Als Anas Loutfi im Jahr 2002 seine Heimatstadt Damaskus verlassen musste, lag der Bürgerkrieg noch in weiter Ferne. Doch schon damals lebten Regimekritiker gefährlich. Loutfi war einer von ihnen und suchte Zuflucht in Deutschland. Heute wohnt er als anerkannter Asylberechtigter in Berlin. Und gibt denen, die ebenfalls der Gewaltherrschaft und dem Krieg in ihrer Heimat entkommen konnten, Orientierung und Halt.

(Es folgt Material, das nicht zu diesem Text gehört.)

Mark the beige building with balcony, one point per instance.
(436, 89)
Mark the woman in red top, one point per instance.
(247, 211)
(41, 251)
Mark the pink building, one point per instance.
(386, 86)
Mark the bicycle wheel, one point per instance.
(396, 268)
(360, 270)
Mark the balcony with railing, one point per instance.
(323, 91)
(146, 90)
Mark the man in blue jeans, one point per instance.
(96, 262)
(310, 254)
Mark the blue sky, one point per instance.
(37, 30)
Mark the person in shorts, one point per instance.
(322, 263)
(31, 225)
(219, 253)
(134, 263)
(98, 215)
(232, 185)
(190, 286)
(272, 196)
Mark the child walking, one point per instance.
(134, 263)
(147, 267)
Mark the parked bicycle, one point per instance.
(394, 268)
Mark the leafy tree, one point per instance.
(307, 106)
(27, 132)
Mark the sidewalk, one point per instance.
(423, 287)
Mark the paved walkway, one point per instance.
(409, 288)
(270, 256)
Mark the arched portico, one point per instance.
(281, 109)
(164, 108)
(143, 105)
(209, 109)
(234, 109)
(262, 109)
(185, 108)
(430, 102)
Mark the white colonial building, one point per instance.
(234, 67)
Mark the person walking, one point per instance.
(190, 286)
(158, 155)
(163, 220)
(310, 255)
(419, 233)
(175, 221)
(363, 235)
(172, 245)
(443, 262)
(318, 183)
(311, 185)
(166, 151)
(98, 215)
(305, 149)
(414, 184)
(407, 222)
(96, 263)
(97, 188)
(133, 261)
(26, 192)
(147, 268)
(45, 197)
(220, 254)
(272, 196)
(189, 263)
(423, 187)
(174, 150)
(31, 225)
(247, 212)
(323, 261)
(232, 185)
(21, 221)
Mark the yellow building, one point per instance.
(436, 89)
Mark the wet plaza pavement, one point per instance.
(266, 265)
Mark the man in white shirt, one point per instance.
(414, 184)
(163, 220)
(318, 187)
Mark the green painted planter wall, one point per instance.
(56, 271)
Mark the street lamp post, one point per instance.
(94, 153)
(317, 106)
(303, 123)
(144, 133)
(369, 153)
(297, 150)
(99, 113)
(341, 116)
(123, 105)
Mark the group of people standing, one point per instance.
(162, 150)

Seit diesem Sommer sind in der Bundeshauptstadt erstmals 27 Flüchtlingslotsen im Einsatz. Loutfi ist einer von ihnen. Alle hauptamtlichen Flüchtlingslotsen sind nicht-deutscher Herkunft und erhalten zunächst eine Weiterbildung durch die Bezirksämter. Den Bezirk Mitte teilt sich Loutfi mit seiner serbischen Kollegin Brigita Ikovic. Zu zweit ist die Arbeit jedoch nicht zu bewältigen: 1.726 der derzeit berlinweit 16.984 registrierten Asylbewerber sind nach Angaben des Landesamts für Gesundheit und Soziales gegenwärtig in Mitte untergebracht. Nur maximal acht von ihnen können Loutfi und Ikovic zusammen an einem Tag begleiten - zu Behörden, um Asylanträge auszufüllen, ins Krankenhaus, um zu übersetzen. Die Lotsen vermitteln Plätze in Deutschkursen oder bemühen sich, für traumatisierte Geflüchtete möglichst schnell einen der wenigen freien Termine in einer psychologischen Beratungsstelle zu ergattern.
Bei einer Begegnung mit der Berliner Integrationssenatorin Dilek Kolat und dem Bezirksbürgermeister von Berlin-Mitte Christian Hanke (beide SPD) in der vergangenen Woche zögerte Loutfi nicht lange, die Politiker mit dem Pensum der Flüchtlingslotsen zu konfrontieren. "Hauptamtliche müssen aufgestockt werden, besonders im Sprachdienst", forderte Loutfi kurz nachdem er Kolat zum ersten Mal die Hand geschüttelt hatte. Die Senatorin versprach daraufhin, die Zahl der Flüchtlingslotsen zu erhöhen. 2016 sollen es dann 36 für ganz Berlin sein.
"Die Asylverfahren für Syrer und Iraker werden zwar schnell abgehandelt, aber sobald sie mit den Bezirksämtern in Kontakt treten, mangelt es an Übersetzern und ohne die haben sie keine Chance." Loutfi weiß, wovon er spricht. Er war bereits als Kind für ein paar Jahre in Deutschland und kennt die Hürden des Beamtendeutschs.
Hochgebildete lernen Sprache schnell
Flüchtlinge aus dem Nahen Osten kommen aus allen Gesellschaftsschichten, sagt er. Die Hochgebildeten lernten die Sprache schnell. Sie hätten ohnehin die Hoffnung aufgegeben, dass ihre Herkunftsländer in absehbarer Zeit stabil werden, und würden sich auf ein Leben in Deutschland einstellen.
Weniger qualifizierten und vor allem älteren Menschen falle es hingegen schwer, hier Fuß zu fassen. "Sie wissen, dass sie die Sprache nicht mehr erlernen werden. Es bleibt ihnen nur noch, ihre ganze Hoffnung auf ihre Kinder zu setzen."